The greeting them at the door is easy– and required at my school– but it’s always been a thorn in my paw that I usually don’t get much, if any response. Even though I’ve taught greetings, goodbyes and other courtesy phrases, having a few posted reminders of possible answers seems like a guaranteed way to get more responses. I’ll be trying this tomorrow 🙂
It takes a few weeks to get them talking back in my experience. I don’t force it. After about 3 weeks is when I start using student greeters. After they do this, they understand how it feels to not get responses. It dramatically improves how much they participate in the future. Let us know how it goes!
I have found that this has been an effective technique with my most challenging class. I started the semester by greeting them with “hola guap@”, and now they do it to me and to each other. I’ll also ask them what they are listening to on their iPods, which serves a triple purpose: it shows interest in what they’re into, it makes them talk to me, and it makes them take out their earbuds 🙂 Meeting them at the door has really helped to change the mood of this difficult group to a positive vibe rather than a combative one.
I love this, but we’re not allowed to have any paper within 3 feet of any door per the fire marshal which makes me sad. I’ll have to think of another way to get “beyond bien” at the door!
I like the idea of using student greeters so they can feel what it’s like when you say hi and get a blank stare right back. Nothing makes me more annoyed than that!
Wear it like a sign? Hold it up?
Have you ever been to Trader Joe’s and seen the “ask me” employee? They have a sign on a stick that they hold up…I think that’s what I’m going to try, using a page protector so that I can slide the prompt page in and out as needed.
Challenges make us more creative!
Such a simple and creative idea! I love the way you guys think!

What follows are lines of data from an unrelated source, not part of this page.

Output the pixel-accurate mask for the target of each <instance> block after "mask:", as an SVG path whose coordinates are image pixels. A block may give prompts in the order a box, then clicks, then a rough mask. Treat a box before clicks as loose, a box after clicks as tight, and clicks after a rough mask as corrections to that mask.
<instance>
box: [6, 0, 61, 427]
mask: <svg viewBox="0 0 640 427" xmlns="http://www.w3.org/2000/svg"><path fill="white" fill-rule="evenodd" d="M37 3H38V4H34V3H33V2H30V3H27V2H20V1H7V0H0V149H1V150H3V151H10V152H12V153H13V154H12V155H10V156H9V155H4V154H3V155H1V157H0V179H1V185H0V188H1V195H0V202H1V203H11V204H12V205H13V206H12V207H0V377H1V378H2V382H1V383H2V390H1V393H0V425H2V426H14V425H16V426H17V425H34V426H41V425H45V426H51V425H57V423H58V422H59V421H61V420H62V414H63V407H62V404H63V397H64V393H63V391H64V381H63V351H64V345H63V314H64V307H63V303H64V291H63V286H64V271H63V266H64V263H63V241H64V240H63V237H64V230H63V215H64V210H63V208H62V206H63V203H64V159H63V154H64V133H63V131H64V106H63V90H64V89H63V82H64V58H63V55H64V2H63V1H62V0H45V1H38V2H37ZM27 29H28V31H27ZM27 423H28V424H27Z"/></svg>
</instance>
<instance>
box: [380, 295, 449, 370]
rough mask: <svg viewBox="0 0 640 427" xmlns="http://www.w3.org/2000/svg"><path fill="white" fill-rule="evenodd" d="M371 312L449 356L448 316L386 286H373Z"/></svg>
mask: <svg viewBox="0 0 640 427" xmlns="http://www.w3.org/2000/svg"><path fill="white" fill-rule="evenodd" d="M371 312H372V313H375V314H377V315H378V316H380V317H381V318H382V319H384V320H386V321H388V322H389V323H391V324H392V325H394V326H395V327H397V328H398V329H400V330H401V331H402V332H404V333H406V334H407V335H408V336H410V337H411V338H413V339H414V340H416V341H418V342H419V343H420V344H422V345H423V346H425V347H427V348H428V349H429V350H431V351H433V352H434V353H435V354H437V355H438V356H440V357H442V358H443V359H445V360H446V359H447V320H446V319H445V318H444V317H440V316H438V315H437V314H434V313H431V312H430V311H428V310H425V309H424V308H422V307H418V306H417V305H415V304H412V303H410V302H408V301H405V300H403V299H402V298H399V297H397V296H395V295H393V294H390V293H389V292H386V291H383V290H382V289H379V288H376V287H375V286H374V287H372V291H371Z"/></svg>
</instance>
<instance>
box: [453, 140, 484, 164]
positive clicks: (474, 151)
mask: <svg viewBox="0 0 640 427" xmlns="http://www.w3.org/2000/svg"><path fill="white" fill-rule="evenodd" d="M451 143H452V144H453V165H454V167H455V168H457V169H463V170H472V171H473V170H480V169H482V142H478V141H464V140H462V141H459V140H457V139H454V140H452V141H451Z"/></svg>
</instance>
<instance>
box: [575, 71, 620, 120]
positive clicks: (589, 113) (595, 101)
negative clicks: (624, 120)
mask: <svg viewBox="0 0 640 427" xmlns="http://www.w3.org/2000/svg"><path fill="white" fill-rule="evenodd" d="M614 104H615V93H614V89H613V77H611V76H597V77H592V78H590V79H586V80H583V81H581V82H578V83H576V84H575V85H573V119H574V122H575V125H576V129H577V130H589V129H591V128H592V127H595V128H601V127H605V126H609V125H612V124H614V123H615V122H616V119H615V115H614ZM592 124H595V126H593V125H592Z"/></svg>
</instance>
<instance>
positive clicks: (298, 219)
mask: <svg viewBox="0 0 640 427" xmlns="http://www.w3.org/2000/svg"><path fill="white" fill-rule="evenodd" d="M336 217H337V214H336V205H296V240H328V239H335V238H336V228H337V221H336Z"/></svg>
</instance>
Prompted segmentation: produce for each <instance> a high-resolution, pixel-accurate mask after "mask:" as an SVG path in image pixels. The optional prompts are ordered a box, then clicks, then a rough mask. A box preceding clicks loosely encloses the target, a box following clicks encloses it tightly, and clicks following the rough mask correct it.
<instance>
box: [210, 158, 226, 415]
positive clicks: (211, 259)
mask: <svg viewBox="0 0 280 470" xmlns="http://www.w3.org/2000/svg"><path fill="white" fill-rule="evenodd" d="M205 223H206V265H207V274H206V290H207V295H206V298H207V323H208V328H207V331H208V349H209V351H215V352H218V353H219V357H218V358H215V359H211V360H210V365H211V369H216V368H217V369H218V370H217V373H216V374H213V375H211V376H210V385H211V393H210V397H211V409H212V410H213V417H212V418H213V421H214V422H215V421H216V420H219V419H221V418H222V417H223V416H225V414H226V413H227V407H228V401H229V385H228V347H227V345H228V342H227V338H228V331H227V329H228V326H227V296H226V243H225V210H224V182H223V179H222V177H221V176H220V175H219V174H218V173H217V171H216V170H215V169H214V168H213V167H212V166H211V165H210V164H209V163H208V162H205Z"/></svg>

I always say a form of goodbye and ask my students questions on the way out of the classroom, but I can’t do greetings because I change classrooms every period, and frequently the students beat me to the room. I am a traveling teacher 🙂 My upper level students, after studying “La Conciencia” started calling me la Vagabunda!
I love the idea of incorporating this into my routine for next year. Do you actually have a chance to ask every student as he/she walks in or do some sneak by as you’re talking to a student?
Most days I catch all of them. I’m sure one may sneak by every once in awhile. When I have students do the greeting, they hold each other accountable way better than I can!